Doubts about the sustainability of the economic expansion do not seen to have been banished. The US labour-market situation remains precarious and the continuing high level of crude oil is grist to the mill of the economic pessimists. We expect the slowdown phase is set to last until mid-2005 (with a growth rate of 2.5-3%). In the somewhat longer term we foresee economic growth to be sound. Monetary policy is generally still quite expansive (except in the UK). Fiscal policy in the US is expected to be tightened in fiscal year 2005-2006, at the earliest. In Europe, too, there is little willingness to raise rates. Job creation will continue to underpin household consumption in the US and the consumer will be the main driver for economic expansion in Europe, too.
The Fed is expected to push ahead with the normalisation of its key rate in ‘measured steps’. Given the low level of inflation (despite rising oil prices), there is no urgent need to pursue an aggressive policy. It will probably raise the fed funds rate to 2.25% by mid-2005 and to 3% by the end of the year. Hence, in the short term, bond yields are likely to continue to fluctuate around current levels.
Stock markets are still - unjustifiably - dominated by economic pessimism. This means that valuations have remained extremely low. However, the high risk premium on shares does not seem to be an expression of general risk aversion, attributable to factors outside the system (terrorism etc), but rather to uncertainty about the economic cycle. In other financial market segments (corporate bonds, emerging markets, etc), the risk parameters have slipped to exceptionally (record) low levels. Once the economic doubts recede, the markets should start showing interest in these high risk premiums, eliminating the undervaluation and focusing on earnings growth. Consensus expectations for the 12 months ahead are still for earnings to increase by 10% (US) to 15% (EMU).
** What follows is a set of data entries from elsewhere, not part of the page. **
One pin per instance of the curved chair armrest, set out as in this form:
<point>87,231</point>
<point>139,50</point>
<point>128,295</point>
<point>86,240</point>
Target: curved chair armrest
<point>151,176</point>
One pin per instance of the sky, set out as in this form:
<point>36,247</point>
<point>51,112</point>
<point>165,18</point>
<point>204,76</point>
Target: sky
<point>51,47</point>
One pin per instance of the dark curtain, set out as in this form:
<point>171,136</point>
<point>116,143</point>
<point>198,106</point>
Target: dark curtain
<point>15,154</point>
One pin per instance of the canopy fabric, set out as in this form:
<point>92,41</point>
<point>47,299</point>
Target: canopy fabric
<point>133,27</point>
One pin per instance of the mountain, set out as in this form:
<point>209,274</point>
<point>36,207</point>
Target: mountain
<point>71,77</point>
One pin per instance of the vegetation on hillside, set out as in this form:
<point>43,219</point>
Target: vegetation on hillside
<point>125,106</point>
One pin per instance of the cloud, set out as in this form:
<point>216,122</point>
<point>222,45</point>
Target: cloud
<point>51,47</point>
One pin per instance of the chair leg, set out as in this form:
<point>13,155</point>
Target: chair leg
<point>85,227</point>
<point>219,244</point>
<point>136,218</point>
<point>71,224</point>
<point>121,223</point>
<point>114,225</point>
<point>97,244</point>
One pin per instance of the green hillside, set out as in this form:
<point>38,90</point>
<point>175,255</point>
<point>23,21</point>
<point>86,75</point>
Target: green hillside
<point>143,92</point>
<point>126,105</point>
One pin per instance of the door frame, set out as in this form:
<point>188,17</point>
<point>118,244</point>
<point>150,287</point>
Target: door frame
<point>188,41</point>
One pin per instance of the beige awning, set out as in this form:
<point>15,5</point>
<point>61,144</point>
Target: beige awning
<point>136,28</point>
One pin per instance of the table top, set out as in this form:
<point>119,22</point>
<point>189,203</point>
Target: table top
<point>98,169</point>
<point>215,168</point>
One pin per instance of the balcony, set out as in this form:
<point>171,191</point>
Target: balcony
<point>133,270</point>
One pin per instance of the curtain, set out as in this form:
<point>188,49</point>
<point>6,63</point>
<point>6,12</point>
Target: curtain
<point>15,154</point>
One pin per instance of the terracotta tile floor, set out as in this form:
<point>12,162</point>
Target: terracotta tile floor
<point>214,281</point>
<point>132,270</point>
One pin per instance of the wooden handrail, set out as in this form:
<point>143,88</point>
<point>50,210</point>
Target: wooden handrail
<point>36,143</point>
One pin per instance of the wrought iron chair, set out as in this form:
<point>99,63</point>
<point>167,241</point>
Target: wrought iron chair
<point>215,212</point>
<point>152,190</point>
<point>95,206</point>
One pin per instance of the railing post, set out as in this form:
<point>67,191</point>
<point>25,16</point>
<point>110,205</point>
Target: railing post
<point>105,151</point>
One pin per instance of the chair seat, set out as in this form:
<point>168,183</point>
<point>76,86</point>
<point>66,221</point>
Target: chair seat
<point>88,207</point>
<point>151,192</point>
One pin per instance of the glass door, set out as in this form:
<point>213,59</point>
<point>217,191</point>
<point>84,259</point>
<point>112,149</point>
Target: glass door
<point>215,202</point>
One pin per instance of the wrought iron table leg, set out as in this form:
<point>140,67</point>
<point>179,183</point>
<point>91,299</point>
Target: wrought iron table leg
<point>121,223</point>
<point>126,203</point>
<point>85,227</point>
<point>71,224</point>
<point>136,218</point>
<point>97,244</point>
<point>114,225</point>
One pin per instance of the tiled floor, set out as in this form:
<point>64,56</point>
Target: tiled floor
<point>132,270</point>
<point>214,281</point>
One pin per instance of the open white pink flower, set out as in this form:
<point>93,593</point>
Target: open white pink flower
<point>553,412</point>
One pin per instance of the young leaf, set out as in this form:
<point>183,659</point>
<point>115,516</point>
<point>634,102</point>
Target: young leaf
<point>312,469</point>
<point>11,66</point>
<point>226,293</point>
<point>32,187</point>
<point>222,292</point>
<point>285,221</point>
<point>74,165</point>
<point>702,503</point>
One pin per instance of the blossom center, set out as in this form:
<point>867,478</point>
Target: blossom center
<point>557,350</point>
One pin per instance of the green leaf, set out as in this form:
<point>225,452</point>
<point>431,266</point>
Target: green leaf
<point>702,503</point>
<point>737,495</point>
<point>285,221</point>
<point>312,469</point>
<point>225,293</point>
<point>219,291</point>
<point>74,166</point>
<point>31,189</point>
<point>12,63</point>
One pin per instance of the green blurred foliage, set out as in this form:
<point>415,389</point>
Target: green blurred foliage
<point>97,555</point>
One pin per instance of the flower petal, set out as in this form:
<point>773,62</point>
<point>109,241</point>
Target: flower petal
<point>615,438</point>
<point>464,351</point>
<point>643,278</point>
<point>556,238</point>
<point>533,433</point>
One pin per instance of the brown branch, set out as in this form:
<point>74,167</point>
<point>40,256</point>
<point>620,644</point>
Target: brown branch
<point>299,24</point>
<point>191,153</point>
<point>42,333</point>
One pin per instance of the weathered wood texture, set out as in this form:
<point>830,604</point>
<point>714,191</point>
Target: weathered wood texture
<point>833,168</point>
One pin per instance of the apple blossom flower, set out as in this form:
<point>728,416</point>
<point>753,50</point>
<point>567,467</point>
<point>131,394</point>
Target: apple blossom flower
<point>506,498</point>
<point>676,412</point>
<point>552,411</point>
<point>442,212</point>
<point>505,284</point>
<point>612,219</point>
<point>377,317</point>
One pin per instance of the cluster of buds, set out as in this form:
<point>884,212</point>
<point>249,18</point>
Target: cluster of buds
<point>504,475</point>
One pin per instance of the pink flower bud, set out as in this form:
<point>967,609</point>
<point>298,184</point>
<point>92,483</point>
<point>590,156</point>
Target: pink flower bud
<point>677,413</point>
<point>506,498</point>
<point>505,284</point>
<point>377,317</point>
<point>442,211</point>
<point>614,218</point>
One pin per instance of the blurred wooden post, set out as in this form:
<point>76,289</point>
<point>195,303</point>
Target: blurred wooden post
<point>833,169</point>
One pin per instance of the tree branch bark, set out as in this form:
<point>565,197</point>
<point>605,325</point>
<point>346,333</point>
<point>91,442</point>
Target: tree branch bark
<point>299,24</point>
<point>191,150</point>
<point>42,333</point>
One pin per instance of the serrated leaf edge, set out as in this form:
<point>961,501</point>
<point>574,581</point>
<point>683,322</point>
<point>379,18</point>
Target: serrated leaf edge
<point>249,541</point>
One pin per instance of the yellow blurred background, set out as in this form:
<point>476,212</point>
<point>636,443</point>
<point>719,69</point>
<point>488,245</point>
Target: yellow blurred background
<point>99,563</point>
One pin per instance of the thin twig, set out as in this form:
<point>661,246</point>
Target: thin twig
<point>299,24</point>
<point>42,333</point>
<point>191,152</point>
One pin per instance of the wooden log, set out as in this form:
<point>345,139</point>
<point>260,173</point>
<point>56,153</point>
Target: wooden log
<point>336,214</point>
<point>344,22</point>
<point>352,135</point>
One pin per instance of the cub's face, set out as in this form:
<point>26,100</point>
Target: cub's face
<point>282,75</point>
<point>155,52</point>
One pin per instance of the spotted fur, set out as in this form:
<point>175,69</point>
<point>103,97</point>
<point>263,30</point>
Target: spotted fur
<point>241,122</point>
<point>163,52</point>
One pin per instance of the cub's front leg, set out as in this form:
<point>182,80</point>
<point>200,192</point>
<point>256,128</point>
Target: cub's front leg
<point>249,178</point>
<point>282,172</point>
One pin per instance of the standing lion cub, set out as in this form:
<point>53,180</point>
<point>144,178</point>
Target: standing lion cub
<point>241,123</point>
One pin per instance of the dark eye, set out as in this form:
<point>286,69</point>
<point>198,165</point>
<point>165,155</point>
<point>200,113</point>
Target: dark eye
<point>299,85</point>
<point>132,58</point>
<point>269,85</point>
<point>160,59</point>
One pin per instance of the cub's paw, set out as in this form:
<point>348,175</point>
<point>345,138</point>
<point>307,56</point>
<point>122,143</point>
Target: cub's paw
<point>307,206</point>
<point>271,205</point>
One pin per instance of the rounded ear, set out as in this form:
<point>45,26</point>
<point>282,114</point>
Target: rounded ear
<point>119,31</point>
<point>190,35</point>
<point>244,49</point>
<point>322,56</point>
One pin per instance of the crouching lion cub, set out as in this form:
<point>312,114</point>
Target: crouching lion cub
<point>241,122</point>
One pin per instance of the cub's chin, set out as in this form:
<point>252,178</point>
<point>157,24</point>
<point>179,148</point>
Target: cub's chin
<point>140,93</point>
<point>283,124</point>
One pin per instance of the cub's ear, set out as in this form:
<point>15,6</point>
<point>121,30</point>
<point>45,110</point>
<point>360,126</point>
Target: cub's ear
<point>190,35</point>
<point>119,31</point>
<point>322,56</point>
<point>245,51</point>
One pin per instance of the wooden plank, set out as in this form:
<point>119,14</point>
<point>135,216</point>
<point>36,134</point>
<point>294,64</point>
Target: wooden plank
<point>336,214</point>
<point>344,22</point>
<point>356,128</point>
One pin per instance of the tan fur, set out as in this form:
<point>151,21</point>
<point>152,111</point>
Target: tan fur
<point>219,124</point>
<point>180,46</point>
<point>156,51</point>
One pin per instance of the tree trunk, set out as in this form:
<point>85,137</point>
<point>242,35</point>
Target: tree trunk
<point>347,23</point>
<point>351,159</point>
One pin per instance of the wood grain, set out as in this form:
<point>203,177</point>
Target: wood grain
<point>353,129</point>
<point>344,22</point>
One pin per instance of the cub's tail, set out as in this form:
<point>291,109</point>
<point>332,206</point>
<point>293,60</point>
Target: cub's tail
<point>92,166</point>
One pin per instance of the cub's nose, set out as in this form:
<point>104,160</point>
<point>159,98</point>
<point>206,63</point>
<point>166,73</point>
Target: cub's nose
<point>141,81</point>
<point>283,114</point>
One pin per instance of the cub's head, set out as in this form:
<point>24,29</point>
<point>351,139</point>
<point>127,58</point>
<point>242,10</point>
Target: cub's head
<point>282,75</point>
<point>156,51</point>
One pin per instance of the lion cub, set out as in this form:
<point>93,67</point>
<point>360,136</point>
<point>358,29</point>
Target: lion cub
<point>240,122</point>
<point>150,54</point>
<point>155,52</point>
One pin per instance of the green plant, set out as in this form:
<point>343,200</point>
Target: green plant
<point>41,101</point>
We expect that over the next three to six months, the bond yield will remain more or less stable, but the risk is at the upside. Opting for overly long maturities renders our portfolio too sensitive to that risk and the choice of overly short maturities means sacrificing some of the yield. The duration of the bond portfolio is equal to the bench.
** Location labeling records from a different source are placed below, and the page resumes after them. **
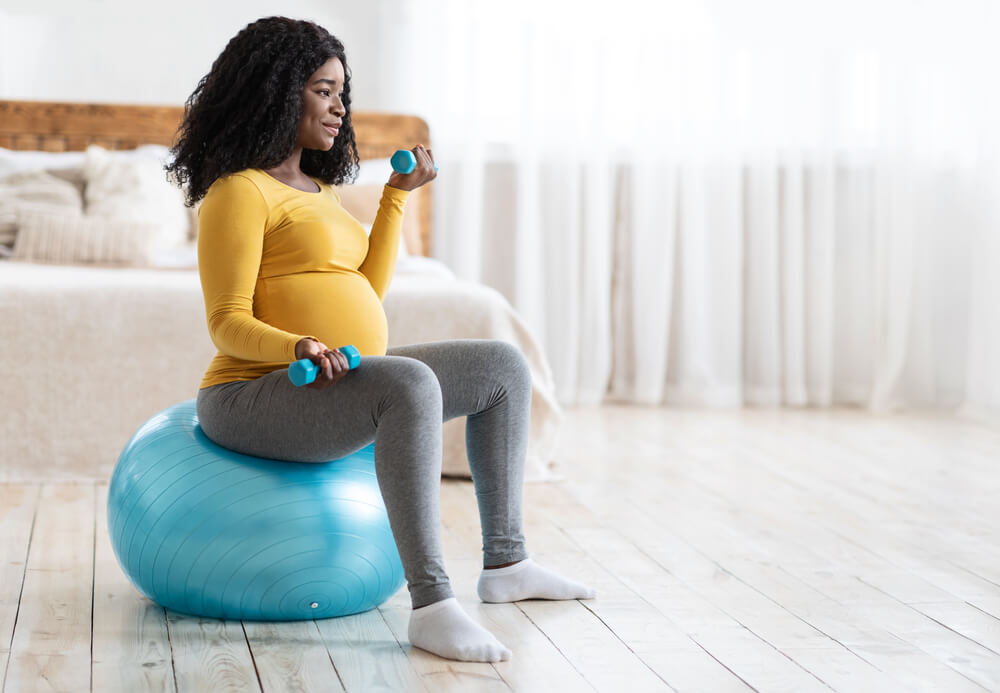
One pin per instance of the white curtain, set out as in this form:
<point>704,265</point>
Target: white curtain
<point>723,203</point>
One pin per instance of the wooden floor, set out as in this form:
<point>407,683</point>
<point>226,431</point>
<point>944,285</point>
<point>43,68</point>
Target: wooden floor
<point>769,551</point>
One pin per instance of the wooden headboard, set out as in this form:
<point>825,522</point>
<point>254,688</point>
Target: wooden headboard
<point>57,127</point>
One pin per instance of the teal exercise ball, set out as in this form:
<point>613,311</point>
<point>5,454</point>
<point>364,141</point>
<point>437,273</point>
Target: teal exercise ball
<point>207,531</point>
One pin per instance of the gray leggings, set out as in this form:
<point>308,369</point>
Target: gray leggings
<point>400,401</point>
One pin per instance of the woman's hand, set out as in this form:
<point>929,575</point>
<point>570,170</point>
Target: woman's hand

Corporate bonds are underweighted. Credit spreads have already fallen steeply to historical lows. This reflects the better economic climate and the improvement in many companies’ financial structure. The low credit spreads have considerably increased the advantages of this funding technique compared with standard bank loans.
The overall currency risk is underweighted, due to the underweighting of the dollar and the yen. Significant active positions have been taken in a number of central European currencies (PLN, SKK and CZK). With these positions our policy is exploiting the region’s convergence with the EMU. This process is not without its hiccups and, as a consequence, bond yields still offer attractive risk premiums and investing in several currencies is advised. In 2003 and 2004, macroeconomic policy was not uniformly orthodox. The bond yield spread with the EMU is expected to stabilise (Czech Republic and Slovakia) or narrow (Poland) in the months ahead. Inflation has passed its peak in Poland, and there is no need for the central bank to continue with its tight monetary policy. We are avoiding
the Hungarian forint for the time being, as the twin deficit is a cause for concern.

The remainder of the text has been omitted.